Nationally an estimated 12.71% of 15-year-olds are regular or occasional smokers, but the data shows considerable variation between areas, according to the researchers.
In Hull 16.68% have been identified as having high rates of youth smoking.
The study was commissioned by Public Health England and the National Institute for Health and Care Excellence (Nice), and was created using modelling provided by the universities of Portsmouth and Southampton.
A University of Portsmouth spokeswoman said: “The figures are estimates of youth smoking rates for every local authority, ward and local NHS level - based on factors known to predict young people smoking.
“The data will help local organisations to respond to high levels of smoking within their areas.”
She said that nearly eight million people still smoke, with 90% having started before the age of 19.
Professor Kevin Fenton, national director health and wellbeing for Public Health England, said: “Nationally youth smoking rates are falling and are at their lowest ever levels.
“But we know smoking rates vary considerably across the country and smoking causes greater harm to more deprived communities.
“The estimates shine a light on communities where young people have a higher risk of smoking and will help local agencies to focus efforts where they are most needed.
“We want to secure a tobacco-free generation and these figures will help us towards this goal. Our most disadvantaged communities have the most to gain.”
Professor Gillian Leng, Nice deputy chief executive, said: “Nine out of 10 smokers started by the age of 18. We must do more to prevent our children and young people from using tobacco products, or we will see tens of thousands of them suffer and die prematurely as adults.
“Fully implementing proven tobacco control interventions would help keep our children and young people from falling victim to tobacco.”
Dr Liz Twigg, of the University of Portsmouth, said: “We know with some certainty which factors increase the likelihood of young people starting to smoke - ethnicity, social class and parental behaviour all play a role.

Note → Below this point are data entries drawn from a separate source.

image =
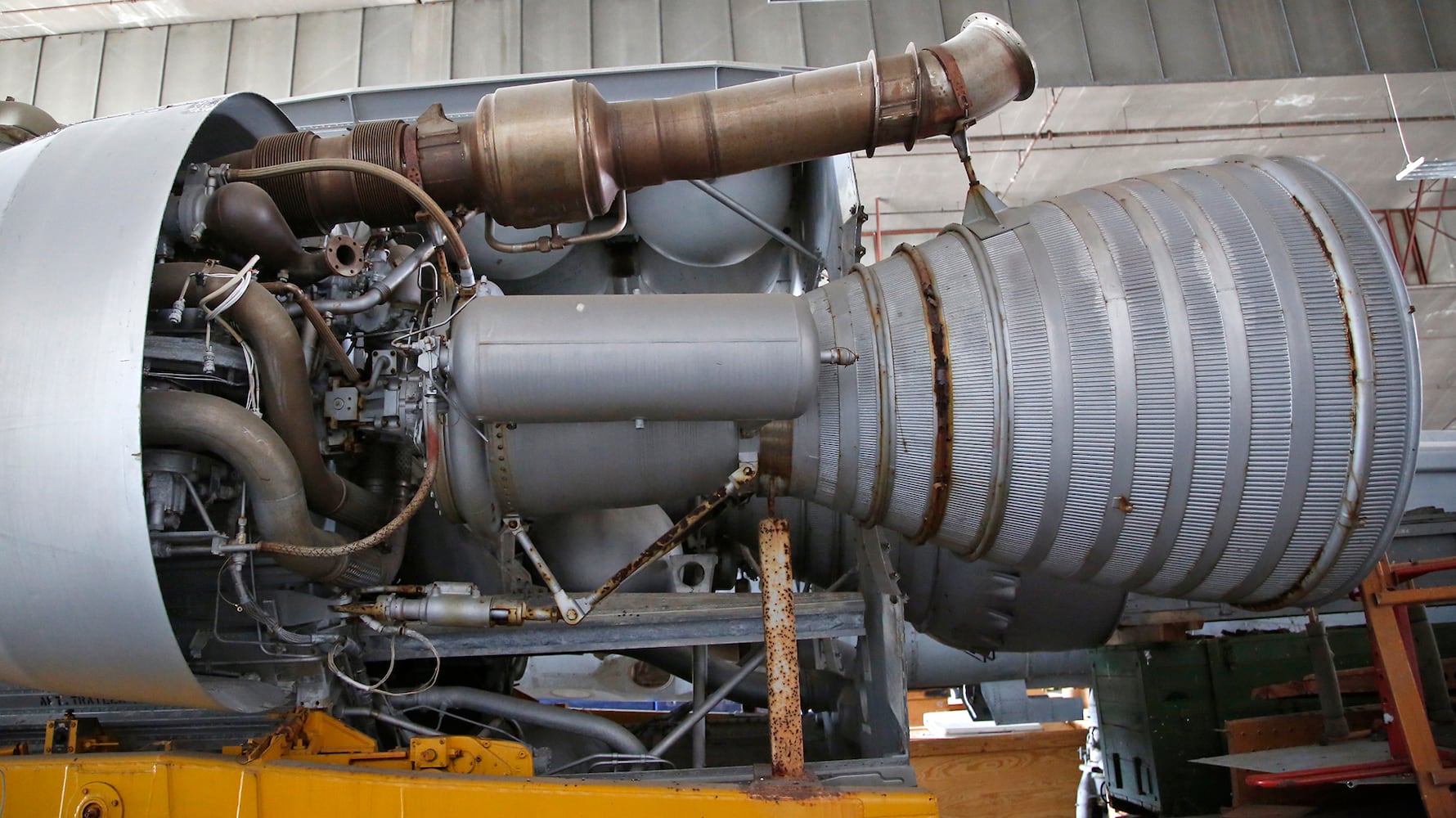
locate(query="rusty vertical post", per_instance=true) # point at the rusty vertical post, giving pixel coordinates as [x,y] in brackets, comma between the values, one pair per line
[780,648]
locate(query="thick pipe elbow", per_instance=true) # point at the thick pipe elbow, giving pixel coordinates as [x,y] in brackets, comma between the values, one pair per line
[244,218]
[276,497]
[287,395]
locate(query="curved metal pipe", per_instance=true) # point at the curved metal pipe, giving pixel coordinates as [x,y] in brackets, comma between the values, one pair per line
[287,395]
[245,218]
[612,734]
[276,495]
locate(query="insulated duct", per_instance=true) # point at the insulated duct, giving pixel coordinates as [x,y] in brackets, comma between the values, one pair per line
[1198,384]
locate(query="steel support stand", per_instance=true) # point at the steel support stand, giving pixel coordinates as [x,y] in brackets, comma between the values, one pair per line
[699,693]
[780,649]
[1395,668]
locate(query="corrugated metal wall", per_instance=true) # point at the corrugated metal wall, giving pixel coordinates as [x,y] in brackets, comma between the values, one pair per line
[1075,41]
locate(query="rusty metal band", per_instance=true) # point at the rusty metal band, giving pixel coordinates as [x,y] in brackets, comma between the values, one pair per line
[989,528]
[411,155]
[886,455]
[953,73]
[939,492]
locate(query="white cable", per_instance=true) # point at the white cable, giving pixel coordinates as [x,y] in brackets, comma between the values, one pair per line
[235,289]
[252,402]
[1394,112]
[377,685]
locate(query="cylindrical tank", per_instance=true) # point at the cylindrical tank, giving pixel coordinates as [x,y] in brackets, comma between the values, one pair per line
[564,358]
[1200,383]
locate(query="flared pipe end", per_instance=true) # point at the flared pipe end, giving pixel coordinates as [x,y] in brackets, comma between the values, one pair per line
[992,79]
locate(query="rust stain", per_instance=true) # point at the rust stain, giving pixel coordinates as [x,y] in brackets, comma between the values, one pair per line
[939,494]
[780,649]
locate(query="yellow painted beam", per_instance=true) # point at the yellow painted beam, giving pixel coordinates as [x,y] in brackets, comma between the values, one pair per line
[188,784]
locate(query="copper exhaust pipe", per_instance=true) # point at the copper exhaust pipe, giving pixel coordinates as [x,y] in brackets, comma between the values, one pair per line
[558,151]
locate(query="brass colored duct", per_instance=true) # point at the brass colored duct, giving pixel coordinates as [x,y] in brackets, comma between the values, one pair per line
[558,151]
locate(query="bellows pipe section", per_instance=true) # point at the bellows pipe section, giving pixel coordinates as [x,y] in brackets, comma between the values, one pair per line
[1198,384]
[561,153]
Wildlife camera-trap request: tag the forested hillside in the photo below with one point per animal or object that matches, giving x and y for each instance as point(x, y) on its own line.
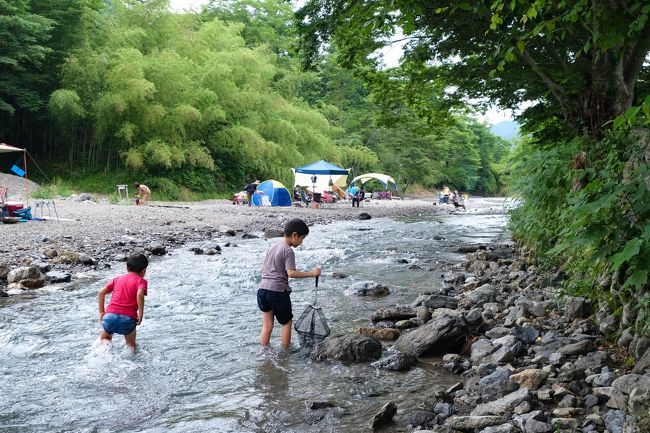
point(198, 104)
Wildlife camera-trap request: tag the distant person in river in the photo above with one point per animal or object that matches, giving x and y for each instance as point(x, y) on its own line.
point(250, 190)
point(273, 296)
point(142, 194)
point(126, 308)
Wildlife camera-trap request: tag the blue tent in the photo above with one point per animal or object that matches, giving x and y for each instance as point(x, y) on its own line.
point(321, 167)
point(271, 193)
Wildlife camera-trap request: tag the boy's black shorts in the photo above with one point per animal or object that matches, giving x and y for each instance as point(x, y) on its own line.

“For the first time we can combine these factors, national surveys of youth smoking data and what we know about local communities to identify areas where young people are likely to have a higher risk of being a smoker.”
Professor Graham Moon, of the University of Southampton, said: “By having a snapshot of their communities, local organisations are best placed to take action so future generations no longer suffer the devastating and preventable harm caused by tobacco.
“If we can stop young people starting smoking before the age of 19 then they stand the best chance of enjoying the health, social and financial benefits of a smoke-free life.”
The study comes as the Government plans to bring in plain packaging for cigarettes by the next election in order to help discourage young people from smoking.